The AfCFTA impact on agricultural and food trade: a value added perspective

Scientific Papers

The AfCFTA impact on agricultural and food trade: a value added perspective

Author

Ilaria Fusacchia, Jean Balié, Luca Salvatici

Date

18 October 2021

Published in

European Review of Agricultural Economics, Volume 49, Issue 1, January 2022, Pages 237–284

Abstract

The African Continental Free Trade Area agreement will create the largest single market in the world in terms of the number of countries and people. We analyse the effects of regional trade liberalisation on production fragmentation and networks using a global computable general equilibrium model adapted to take into account the value-added structure of international trade.
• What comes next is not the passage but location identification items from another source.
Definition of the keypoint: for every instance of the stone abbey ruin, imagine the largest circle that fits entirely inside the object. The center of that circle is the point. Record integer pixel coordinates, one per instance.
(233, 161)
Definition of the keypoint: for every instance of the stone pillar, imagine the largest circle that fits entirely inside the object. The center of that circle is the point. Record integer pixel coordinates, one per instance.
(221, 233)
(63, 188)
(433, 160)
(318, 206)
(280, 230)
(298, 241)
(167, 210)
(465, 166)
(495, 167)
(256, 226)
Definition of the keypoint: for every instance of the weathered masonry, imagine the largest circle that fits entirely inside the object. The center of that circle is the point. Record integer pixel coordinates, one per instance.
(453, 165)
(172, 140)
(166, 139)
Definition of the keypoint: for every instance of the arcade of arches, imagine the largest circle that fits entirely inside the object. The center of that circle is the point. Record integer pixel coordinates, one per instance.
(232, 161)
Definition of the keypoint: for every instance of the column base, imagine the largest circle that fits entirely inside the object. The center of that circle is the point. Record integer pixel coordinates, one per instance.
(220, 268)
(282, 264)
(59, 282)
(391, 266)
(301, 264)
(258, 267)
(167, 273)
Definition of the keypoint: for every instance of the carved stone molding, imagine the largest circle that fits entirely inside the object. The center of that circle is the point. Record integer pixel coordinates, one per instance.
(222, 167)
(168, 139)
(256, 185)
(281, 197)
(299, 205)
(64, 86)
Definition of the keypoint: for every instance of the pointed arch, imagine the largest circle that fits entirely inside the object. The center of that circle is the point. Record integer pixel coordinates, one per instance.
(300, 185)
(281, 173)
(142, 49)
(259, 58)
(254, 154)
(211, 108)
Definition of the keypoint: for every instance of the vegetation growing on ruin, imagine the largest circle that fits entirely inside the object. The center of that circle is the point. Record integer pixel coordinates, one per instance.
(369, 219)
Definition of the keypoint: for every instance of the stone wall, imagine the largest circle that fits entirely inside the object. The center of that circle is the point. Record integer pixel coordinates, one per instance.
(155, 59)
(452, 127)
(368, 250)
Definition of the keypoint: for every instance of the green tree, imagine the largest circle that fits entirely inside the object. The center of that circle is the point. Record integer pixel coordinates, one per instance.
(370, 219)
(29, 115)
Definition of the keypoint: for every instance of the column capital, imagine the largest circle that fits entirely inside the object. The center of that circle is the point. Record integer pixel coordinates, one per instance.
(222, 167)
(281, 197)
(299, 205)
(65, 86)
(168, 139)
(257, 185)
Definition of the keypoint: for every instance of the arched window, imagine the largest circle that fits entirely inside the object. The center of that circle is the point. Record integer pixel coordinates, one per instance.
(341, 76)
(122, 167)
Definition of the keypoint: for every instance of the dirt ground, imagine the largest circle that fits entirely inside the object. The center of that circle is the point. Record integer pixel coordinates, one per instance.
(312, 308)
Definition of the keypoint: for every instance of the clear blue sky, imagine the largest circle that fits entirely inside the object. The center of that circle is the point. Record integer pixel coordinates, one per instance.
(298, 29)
This permits the analysis of the impact of trade policies in the presence of global upstream and downstream linkages through a counterfactual analysis. The analysis goes beyond previous studies by focusing on member countries’ agricultural and food integration in regional and global value chains through backward and forward linkages. Our simulation results suggest that the agreement could have a significant impact on trade patterns in terms of value-added structure and extra- or intra-regional destinations. The reduction in trade costs within the region has a higher incidence on agriculture and food backward intra-regional integration than on forward participation, but this pattern varies substantially across countries. We find that the continental agreement translates in more widely spread benefits across sectors if we consider the income generated within each sector (value added) rather than simply accounting for gross exports.